I also plan to just use the line level output of the factory head unit (stealth install), but I'm not sure how much work the frequency response will need in that car with the HLCDs. My backup plan is to add an AudioControl EQT or DQS if the response can't be tamed with phase and gain adjustments.


----------



## SUX 2BU (Oct 27, 2008)

Very nice work. I just checked out the coupe and wow, that is NICE! That is an install that is right up my alley. Viny, flat panels, clean lines, nice windows, proper color accents. Reminds me of when installs were like that back in the day. Nice work.


----------



## Brian_smith06 (Jan 31, 2008)

do you have a link to where you bought the vinyl you used on those pillars? It looks really good and would like to possibly use it on my car too. 

Love the build....


----------



## simplicityinsound (Feb 2, 2007)

the vinyl i basically go to my upholstery supplier, flip through their books until i find one that matches brest...so...i cant relaly give a link hehe


----------



## 91dime (Dec 17, 2008)

Great install! Looks super clean and i can only imagine how good it must sound.


----------



## CraigE (Jun 10, 2008)

Bing UDAMAN
Wow another great install.
I think you prefer the challenging installs over the can do blindfolded.
Nice work 
Craig


----------



## CraigE (Jun 10, 2008)

socal28 said:


> I need to listen to your stuff man! I'm in SJ as well with an 08 C6 Z51.
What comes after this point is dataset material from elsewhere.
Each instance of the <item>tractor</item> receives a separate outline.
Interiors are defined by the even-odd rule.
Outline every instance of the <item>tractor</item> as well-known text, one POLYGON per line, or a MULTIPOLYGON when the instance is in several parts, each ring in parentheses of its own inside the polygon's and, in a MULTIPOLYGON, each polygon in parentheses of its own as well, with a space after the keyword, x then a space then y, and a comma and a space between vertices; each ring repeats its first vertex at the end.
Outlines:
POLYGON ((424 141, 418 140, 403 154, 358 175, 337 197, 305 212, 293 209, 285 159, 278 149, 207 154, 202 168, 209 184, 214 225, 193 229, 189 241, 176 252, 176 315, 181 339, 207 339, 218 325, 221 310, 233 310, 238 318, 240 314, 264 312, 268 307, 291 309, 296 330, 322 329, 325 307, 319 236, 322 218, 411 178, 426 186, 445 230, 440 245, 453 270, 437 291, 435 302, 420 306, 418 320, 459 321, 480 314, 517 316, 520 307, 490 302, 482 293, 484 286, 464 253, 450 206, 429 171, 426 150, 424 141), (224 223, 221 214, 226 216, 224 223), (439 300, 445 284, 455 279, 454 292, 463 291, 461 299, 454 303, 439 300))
I've listened to his stuff in a C6 Corvette down here in So Cal. 
Fabulous sound:rimshot:
He is a "mechanic":scholar: that is passionate about his installs.
If you are planning to do a system in your Vette, or any car for that matter, Bing would be my choice and he's a helluva nice guy to boot.


----------



## Oliver (Jun 25, 2007)

simplicityinsound said:


> the vinyl i basically go to my upholstery supplier, flip through their books until i find one that matches brest... hehe


If it reminds me of a woman i love it 

Have Bing do it


----------



## lask48180 (Nov 20, 2008)

nice car.


----------



## brianlin87 (Dec 9, 2007)

i keep looking at your installs bing, makes me very excited for mine.


----------



## Maddman (Dec 20, 2008)

nice installation, blends into the car interior.


----------



## socal28 (Nov 14, 2008)

This is 1 sweet setup! Especially with the limited room in a C6 vert.


----------



## Skierman (Mar 3, 2008)

Any idea of the airspace in the sub box? What material did you use to build the box it into the compartment, specifically the bottom of the box where it slips into it that space.


----------



## simplicityinsound (Feb 2, 2007)

say roughly about .6 cubfeet, a tad on the smaller side, but thats about all i can squeez out of it.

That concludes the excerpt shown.